I'd have to weigh in more heavily for nature (genetics) over nurture (environment). My family had it's own monozygotic twin study: My father and uncle were identical twins. My dad was the much more well adjusted of the two, and a lot of our family thought of my dad as the good twin and my uncle as the bad twin. They both had an emotional development deficit, no close friends, and an interest in music. Whether they had AS I can't say, but they seemed to have some traits. My dad was sweet-natured and my uncle was cruel and contemptuous. My own theory is that due to their inborn emotional deficit, compounded by some severe childhood trauma, in outward appearance and temperament their decisions (whether conscious or subconscious) made them look to be the opposite of each other.
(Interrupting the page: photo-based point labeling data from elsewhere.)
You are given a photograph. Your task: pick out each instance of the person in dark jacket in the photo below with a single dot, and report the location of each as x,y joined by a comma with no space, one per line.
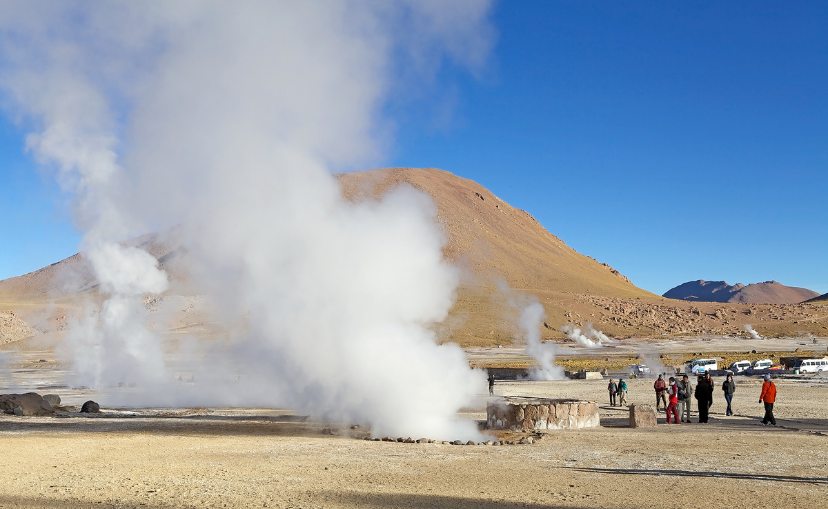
613,390
660,388
685,392
704,396
729,387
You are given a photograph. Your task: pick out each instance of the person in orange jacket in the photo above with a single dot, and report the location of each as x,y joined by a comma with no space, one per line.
768,397
673,395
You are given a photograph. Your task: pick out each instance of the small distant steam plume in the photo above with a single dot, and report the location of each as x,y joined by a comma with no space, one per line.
531,319
589,337
652,359
530,315
753,333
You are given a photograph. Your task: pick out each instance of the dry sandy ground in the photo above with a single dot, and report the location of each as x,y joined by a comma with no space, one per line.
266,458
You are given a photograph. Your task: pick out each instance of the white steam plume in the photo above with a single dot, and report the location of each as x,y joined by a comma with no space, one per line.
530,321
227,119
589,338
753,333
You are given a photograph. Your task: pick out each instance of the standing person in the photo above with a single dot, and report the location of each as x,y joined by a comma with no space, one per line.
622,392
768,397
704,396
660,386
685,392
729,387
671,408
709,380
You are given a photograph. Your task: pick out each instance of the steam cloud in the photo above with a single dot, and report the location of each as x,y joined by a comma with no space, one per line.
652,359
753,333
529,320
589,338
227,119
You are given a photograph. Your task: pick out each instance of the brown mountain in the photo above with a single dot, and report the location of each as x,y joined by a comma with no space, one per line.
769,292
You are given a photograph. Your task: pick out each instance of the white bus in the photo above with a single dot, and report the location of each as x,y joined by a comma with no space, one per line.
811,365
698,366
762,364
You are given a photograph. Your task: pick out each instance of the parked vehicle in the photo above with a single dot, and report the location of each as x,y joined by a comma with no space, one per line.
697,366
762,364
639,369
739,366
811,365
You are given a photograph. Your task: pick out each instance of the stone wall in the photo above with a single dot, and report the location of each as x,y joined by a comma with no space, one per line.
523,414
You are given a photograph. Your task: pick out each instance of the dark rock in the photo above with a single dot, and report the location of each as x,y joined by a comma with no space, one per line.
90,407
30,403
642,416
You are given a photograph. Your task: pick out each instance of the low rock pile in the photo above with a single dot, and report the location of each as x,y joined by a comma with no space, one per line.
541,414
30,403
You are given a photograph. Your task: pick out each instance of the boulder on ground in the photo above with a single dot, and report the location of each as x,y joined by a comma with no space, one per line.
90,407
53,399
30,403
642,416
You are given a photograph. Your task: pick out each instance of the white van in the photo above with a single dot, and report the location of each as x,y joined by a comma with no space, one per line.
762,364
811,365
739,366
697,366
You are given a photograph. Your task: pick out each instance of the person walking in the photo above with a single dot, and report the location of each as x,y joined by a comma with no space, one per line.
660,386
709,380
768,397
729,387
613,389
673,396
622,392
685,392
704,396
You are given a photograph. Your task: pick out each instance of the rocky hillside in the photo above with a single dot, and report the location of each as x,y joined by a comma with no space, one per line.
769,292
492,242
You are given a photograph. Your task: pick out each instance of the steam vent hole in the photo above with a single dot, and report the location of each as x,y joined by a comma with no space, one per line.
521,414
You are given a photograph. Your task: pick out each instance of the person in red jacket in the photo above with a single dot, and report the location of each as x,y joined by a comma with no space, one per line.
672,407
768,397
661,389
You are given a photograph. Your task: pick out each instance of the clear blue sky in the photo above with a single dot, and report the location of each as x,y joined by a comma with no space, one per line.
674,142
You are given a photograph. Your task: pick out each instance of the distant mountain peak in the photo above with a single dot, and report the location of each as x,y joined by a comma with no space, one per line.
768,292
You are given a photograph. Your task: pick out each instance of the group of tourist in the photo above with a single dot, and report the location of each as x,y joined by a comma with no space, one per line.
674,397
618,391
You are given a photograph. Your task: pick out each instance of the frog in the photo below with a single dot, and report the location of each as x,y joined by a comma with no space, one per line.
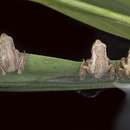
99,64
11,60
124,67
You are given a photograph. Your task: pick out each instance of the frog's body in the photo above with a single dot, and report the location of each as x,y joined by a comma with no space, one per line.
11,60
124,69
99,64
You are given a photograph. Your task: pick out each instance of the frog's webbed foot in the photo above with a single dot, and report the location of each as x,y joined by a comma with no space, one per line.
83,70
21,62
111,71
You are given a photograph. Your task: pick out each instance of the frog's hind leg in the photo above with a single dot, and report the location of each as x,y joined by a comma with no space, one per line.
83,70
21,63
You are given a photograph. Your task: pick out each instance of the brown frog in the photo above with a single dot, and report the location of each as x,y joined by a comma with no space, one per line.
124,68
11,59
99,64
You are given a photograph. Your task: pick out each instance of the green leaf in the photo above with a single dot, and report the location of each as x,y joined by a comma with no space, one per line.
112,16
44,73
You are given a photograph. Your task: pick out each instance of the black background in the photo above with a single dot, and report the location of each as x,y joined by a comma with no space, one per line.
40,30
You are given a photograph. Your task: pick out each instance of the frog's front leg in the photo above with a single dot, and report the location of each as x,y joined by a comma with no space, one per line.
111,71
21,62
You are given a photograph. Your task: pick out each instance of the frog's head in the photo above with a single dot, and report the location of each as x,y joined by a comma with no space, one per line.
99,49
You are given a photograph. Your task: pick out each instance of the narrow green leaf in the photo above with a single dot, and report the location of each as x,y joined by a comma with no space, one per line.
49,74
112,16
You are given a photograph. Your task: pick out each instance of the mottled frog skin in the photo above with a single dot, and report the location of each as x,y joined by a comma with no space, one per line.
124,68
99,64
11,59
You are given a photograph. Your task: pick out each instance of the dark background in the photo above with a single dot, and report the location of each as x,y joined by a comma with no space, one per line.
40,30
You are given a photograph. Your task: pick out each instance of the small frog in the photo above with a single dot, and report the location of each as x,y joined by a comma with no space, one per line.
99,64
11,59
124,68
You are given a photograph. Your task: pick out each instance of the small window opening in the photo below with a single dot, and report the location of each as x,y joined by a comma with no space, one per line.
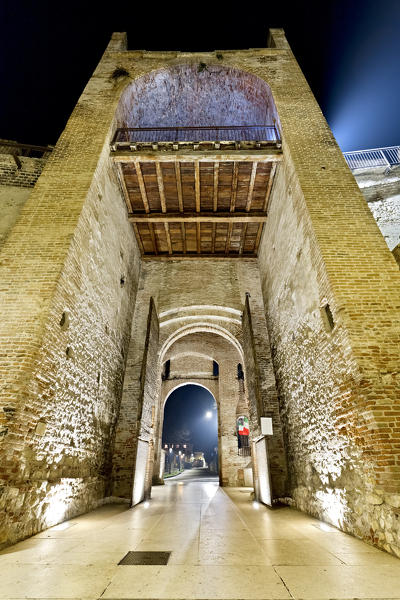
240,371
167,370
327,317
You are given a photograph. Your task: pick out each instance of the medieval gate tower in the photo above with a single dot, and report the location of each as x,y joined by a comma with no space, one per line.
197,208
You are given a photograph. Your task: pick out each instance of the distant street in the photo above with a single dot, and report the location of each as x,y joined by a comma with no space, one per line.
195,474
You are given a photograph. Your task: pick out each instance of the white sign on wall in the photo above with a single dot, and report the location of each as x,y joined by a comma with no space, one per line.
266,426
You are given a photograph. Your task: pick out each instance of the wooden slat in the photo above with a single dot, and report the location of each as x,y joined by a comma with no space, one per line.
251,186
234,187
258,238
215,196
153,237
138,237
161,190
202,217
213,238
269,155
228,238
179,185
183,232
269,187
124,188
168,235
142,186
198,238
197,185
166,257
243,238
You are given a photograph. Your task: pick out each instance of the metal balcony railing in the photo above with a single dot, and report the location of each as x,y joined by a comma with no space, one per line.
375,157
234,133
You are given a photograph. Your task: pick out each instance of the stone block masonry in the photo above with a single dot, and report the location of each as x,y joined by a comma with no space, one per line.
25,175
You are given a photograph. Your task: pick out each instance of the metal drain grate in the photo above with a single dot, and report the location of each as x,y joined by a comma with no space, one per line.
145,558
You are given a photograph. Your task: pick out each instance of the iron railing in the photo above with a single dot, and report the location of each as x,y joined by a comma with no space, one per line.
375,157
237,133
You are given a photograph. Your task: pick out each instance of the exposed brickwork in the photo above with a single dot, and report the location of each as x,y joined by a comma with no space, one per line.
72,251
26,176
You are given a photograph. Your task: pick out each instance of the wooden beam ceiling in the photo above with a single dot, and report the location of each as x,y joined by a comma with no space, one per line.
194,205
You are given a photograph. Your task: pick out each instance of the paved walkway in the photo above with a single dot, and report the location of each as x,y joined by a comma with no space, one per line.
223,546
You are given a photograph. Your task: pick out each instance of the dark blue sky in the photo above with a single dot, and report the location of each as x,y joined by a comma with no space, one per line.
185,412
348,50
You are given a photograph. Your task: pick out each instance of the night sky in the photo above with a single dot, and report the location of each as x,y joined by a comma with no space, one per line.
185,420
348,50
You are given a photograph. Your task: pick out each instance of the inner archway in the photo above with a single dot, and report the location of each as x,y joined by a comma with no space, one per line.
190,433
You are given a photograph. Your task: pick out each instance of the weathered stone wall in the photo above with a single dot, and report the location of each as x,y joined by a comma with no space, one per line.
261,385
15,186
225,389
336,366
25,175
381,189
12,199
138,416
69,270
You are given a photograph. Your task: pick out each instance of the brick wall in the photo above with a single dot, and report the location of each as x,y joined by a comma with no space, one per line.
24,176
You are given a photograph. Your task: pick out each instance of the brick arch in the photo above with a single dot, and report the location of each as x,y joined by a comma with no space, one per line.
197,327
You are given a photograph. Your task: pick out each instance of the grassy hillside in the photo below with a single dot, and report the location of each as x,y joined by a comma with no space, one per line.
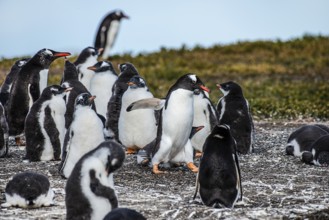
281,80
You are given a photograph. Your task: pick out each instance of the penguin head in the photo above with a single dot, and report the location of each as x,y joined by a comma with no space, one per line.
127,68
89,53
70,71
45,57
136,82
307,157
118,15
231,88
102,66
84,99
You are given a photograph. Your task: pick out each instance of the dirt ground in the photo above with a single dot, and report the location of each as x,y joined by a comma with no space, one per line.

They had a twin to observe and react to in an emotionally immature, black and white way (I'm not going to be like him! I'll do the opposite!). But if you looked past the surface, they were still incredibly similar.

Part of the difficulty in AS evaluation is that it is so subjective and depending on age, individual experience, temperament, and even stress levels while being evaluated, identical twins can appear to be very different. It also makes me think of Temple Grandin who as a child was labeled a Kanner's autistic but is now considered to have AS. The individual, for some reason, can fight to compensate for developmental deficits. That internal drive to struggle to change seems to me to be a more compelling question than if one twin reacts more strongly to a mercury-containing vaccine preservative than another.

The question of why there might (appear to) be more autistic spectrum disorders in 1st world countries is one I'd personally rather leave to the scientists. My armchair isn't big enough for that one.

Do we get extra points for long posts? Special interest alert! My apologies.